Afro-Peruvian culture has thrived in Chincha Alta, and the Afro-Peruvian residents of El Carmen district practice many traditional dances. The use of the Cajón drum, maracas and other traditional instruments figure prominently in Afro-Peruvian music, which is popular throughout the region. Traditional dances are performed during the Christmas season.
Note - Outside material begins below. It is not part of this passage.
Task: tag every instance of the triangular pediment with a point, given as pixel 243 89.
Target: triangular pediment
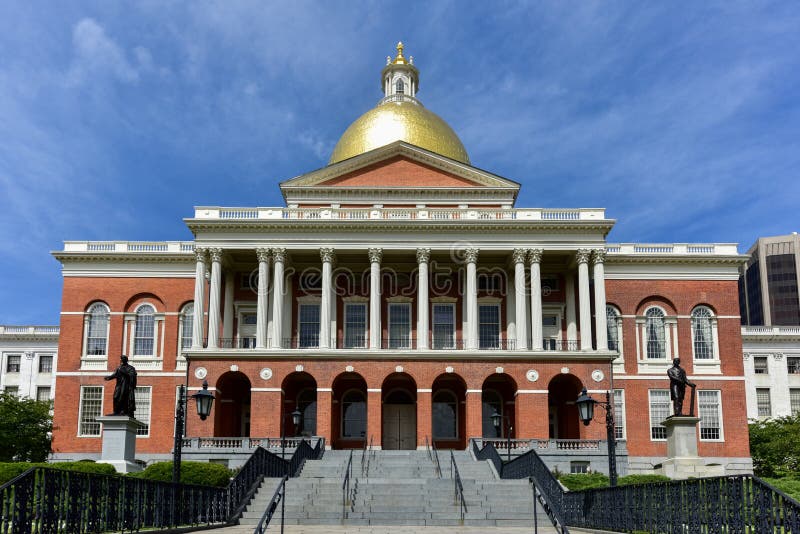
pixel 398 167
===Afro-Peruvian folk culture===
During February the "Verano Negro" (literally "Black Summer") festival is held, celebrating Afro-Peruvian food, music, culture and dance. The cuisine of the Chincha Alta area is considered distinct from other parts of Peru, because of its African background.

==Climate==

Climate data for Chincha Alta, elevation 71 m (233 ft), (1991–2020)
| Month | Jan | Feb | Mar | Apr | May | Jun | Jul | Aug | Sep | Oct | Nov | Dec | Year |
| Mean daily maximum °C (°F) | 27.4 (81.3) | 28.5 (83.3) | 28.1 (82.6) | 26.5 (79.7) | 23.6 (74.5) | 21.2 (70.2) | 20.2 (68.4) | 19.8 (67.6) | 20.7 (69.3) | 21.6 (70.9) | 23.1 (73.6) | 25.2 (77.4) | 23.8 (74.9) |
| Mean daily minimum °C (°F) | 19.9 (67.8) | 20.6 (69.1) | 20.1 (68.2) | 18.0 (64.4) | 15.7 (60.3) | 14.7 (58.5) | 14.4 (57.9) | 14.4 (57.9) | 14.6 (58.3) | 14.9 (58.8) | 15.7 (60.3) | 17.7 (63.9) | 16.7 (62.1) |
| Average precipitation mm (inches) | 0.6 (0.02) | 0.8 (0.03) | 0.6 (0.02) | 0 (0) | 0.3 (0.01) | 1.1 (0.04) | 1.6 (0.06) | 1.1 (0.04) | 1.0 (0.04) | 0.6 (0.02) | 0.3 (0.01) | 0.4 (0.02) | 8.4 (0.31) |
Source: National Meteorology and Hydrology Service of Peru

==Anthem==

It was composed in 1984 by Mrs. Ana Maria del Solar and Manolo Andrade Avalos, creators of the music and lyrics respectively, and approved by Municipal Resolution No. 1440 on 30 October of the same year. It has a chorus and three verses which commend and exalt the beauty of the Chincha region as well as the courage and heroism of its people.